I also have these drawings "somewhere". I will look them out and get back to you when I have success.

Brian


----------



## 4wheels (Oct 5, 2009)

Hi James,

I have found the drawings which I am scanning into pdf files. I will email these direct to you later today. A pleasure to be able to assist.


----------



## 4wheels (Oct 5, 2009)

In case all else fails I see the drawings are available at Coles Power Models for US$8.00. But hopefully my copies will do the job.


----------



## Quickj (Oct 6, 2009)

Brian,
Thank you, I didn't realize that Coles had them. I have looked at their site, found where the drawings were listed, and I think that I will just go ahead and order them, which would avoid any possible conflicts with copyright from working with a copy of the drawing. (even though I own the Castings). 

So if you haven't sent the drawings, you don't have to worry about it. If you have, I can get a head start on the machining, but I will still buy a set.

Thanks again.
Jim


----------



## 4wheels (Oct 6, 2009)

Jim,
I tried to send the pdf's to your personal email from your profile but the postman returned them as they were rejected - thought they were spam!

I respect your views on copyright - I fit half and half - I own the castings and have the original drawings for the non-reversing engine.

I will still try to get them to you though this site 'internally' but will have to study up how to do this. Standby.


----------



## Quickj (Oct 7, 2009)

Brian,
They came through on my E-mail. Don't know why they were returned to you. I appreciate you sending them along. The critcal casting that I was really needing the dimensions for was the double ecentric. 

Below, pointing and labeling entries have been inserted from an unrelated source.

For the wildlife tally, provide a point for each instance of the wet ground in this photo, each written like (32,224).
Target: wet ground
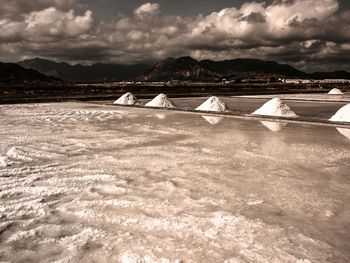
(94,183)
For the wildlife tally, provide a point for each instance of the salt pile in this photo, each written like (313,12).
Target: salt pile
(275,107)
(212,119)
(274,126)
(213,104)
(342,115)
(161,101)
(127,99)
(335,91)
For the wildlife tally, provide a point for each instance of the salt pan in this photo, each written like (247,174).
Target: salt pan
(335,91)
(345,132)
(161,101)
(275,107)
(127,99)
(213,104)
(212,119)
(274,126)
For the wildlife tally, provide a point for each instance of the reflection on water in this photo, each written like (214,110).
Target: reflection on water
(82,184)
(212,119)
(274,126)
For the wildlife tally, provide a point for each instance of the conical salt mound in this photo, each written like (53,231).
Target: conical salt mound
(212,119)
(213,104)
(342,115)
(274,126)
(275,107)
(127,99)
(335,91)
(161,101)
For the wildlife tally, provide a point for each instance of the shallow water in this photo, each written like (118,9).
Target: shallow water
(94,183)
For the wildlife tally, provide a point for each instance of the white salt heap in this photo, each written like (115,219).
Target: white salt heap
(213,104)
(161,101)
(127,99)
(275,107)
(342,115)
(213,119)
(335,91)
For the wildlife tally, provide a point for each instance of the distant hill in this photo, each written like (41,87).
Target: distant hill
(80,73)
(13,73)
(187,68)
(330,75)
(183,69)
(240,68)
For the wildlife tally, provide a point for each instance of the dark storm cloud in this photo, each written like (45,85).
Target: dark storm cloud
(292,31)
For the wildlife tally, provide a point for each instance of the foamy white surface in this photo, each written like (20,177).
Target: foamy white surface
(275,107)
(213,104)
(161,101)
(127,99)
(335,91)
(88,183)
(342,115)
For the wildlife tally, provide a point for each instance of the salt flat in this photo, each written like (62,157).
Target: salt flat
(95,183)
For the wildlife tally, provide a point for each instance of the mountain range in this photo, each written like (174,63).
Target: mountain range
(80,73)
(182,69)
(10,72)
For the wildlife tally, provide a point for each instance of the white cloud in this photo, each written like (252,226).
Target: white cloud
(147,9)
(52,23)
(26,6)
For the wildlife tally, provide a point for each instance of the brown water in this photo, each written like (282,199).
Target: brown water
(94,183)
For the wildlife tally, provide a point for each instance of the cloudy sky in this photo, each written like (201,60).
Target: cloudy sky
(308,34)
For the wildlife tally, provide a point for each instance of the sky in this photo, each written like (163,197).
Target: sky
(312,35)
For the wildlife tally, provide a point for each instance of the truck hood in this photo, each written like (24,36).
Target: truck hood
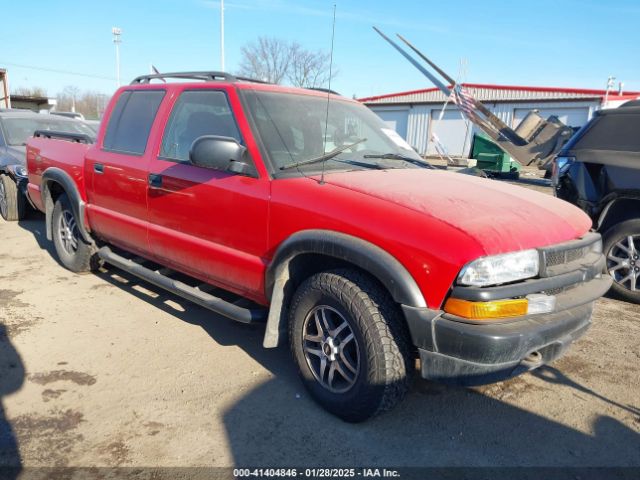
(500,216)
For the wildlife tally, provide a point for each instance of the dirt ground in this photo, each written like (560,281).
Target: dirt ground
(102,370)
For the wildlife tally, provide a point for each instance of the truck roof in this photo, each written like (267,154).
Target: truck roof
(225,79)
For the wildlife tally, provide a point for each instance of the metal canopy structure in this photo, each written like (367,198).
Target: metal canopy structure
(534,140)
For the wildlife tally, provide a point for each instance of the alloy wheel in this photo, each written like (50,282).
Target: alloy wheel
(623,262)
(331,349)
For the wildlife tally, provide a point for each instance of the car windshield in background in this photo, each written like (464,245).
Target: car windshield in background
(19,129)
(292,129)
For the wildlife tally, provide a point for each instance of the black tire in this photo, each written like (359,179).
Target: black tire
(74,253)
(614,241)
(383,356)
(13,205)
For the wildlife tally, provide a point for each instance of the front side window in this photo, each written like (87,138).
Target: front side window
(131,121)
(197,113)
(298,129)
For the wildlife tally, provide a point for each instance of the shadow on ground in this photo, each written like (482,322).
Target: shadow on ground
(277,424)
(11,379)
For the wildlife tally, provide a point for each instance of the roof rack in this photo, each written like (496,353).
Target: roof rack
(324,90)
(204,76)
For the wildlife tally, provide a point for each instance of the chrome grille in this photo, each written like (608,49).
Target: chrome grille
(568,256)
(565,256)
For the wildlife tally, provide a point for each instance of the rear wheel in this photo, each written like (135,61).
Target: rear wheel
(622,248)
(74,253)
(13,205)
(350,344)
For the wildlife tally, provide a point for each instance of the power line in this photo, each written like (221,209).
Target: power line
(53,70)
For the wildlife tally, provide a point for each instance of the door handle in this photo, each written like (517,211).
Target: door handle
(155,180)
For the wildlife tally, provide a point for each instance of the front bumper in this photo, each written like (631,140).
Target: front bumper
(461,351)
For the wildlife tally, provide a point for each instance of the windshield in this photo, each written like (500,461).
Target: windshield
(19,129)
(292,129)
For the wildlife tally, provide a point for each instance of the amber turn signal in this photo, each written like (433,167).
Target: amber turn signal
(486,310)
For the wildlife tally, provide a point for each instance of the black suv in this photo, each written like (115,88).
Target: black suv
(599,171)
(16,126)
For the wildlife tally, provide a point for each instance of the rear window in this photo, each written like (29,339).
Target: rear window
(131,120)
(617,132)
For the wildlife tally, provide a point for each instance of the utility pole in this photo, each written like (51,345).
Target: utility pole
(116,40)
(222,35)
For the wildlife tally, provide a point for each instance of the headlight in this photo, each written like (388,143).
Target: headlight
(497,269)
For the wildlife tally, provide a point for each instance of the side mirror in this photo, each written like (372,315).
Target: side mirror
(219,153)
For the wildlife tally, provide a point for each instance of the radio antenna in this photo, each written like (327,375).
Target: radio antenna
(326,118)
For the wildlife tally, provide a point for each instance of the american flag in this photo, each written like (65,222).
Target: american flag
(464,100)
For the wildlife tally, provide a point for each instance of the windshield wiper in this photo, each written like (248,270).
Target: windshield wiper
(324,157)
(397,156)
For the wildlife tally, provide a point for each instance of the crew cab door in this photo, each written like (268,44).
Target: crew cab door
(208,223)
(117,169)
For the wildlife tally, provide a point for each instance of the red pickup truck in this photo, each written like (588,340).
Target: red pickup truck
(301,209)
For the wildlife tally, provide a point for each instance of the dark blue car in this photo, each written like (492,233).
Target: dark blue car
(16,127)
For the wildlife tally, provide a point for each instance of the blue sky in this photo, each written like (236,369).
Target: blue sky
(564,43)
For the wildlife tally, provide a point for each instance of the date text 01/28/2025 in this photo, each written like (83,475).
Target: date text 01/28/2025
(316,472)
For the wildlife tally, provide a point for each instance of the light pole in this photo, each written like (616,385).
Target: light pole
(116,40)
(222,35)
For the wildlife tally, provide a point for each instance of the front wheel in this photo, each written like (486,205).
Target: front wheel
(74,253)
(13,205)
(622,248)
(350,344)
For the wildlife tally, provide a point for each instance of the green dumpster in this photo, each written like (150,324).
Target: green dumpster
(492,159)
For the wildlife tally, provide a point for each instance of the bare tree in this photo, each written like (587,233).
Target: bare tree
(308,69)
(267,59)
(278,61)
(91,104)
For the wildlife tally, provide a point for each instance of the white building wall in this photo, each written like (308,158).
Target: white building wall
(421,120)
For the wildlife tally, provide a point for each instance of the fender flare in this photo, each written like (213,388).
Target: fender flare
(602,217)
(57,175)
(365,255)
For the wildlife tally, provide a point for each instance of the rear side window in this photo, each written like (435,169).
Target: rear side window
(131,120)
(197,113)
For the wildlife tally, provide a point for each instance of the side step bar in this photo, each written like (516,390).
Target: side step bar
(215,304)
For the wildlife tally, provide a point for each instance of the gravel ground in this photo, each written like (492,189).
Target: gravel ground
(102,370)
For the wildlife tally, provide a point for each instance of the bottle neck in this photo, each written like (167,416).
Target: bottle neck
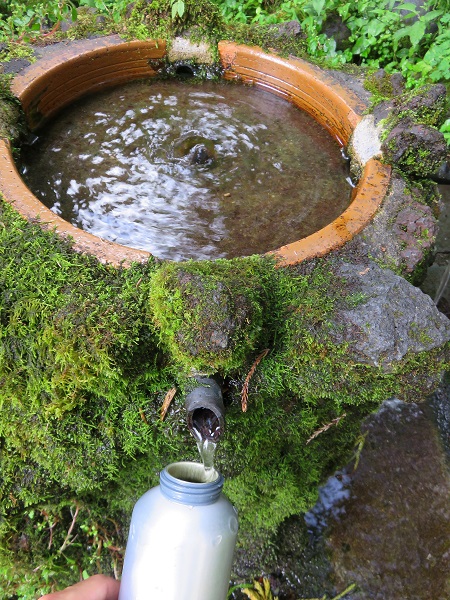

I notice these drawings are from 1958. The drawings I ordered from Stuart for the engine castings are much newer, and there have been changes in the castings between the old vintage castings like you and I have and the new castings as currently sold by Stuart. It would be interesting to compare the old vintage drawings and the new drawings to see what the differences are.

I am going to send you a PM to discuss.

Thanks again,

Jim


----------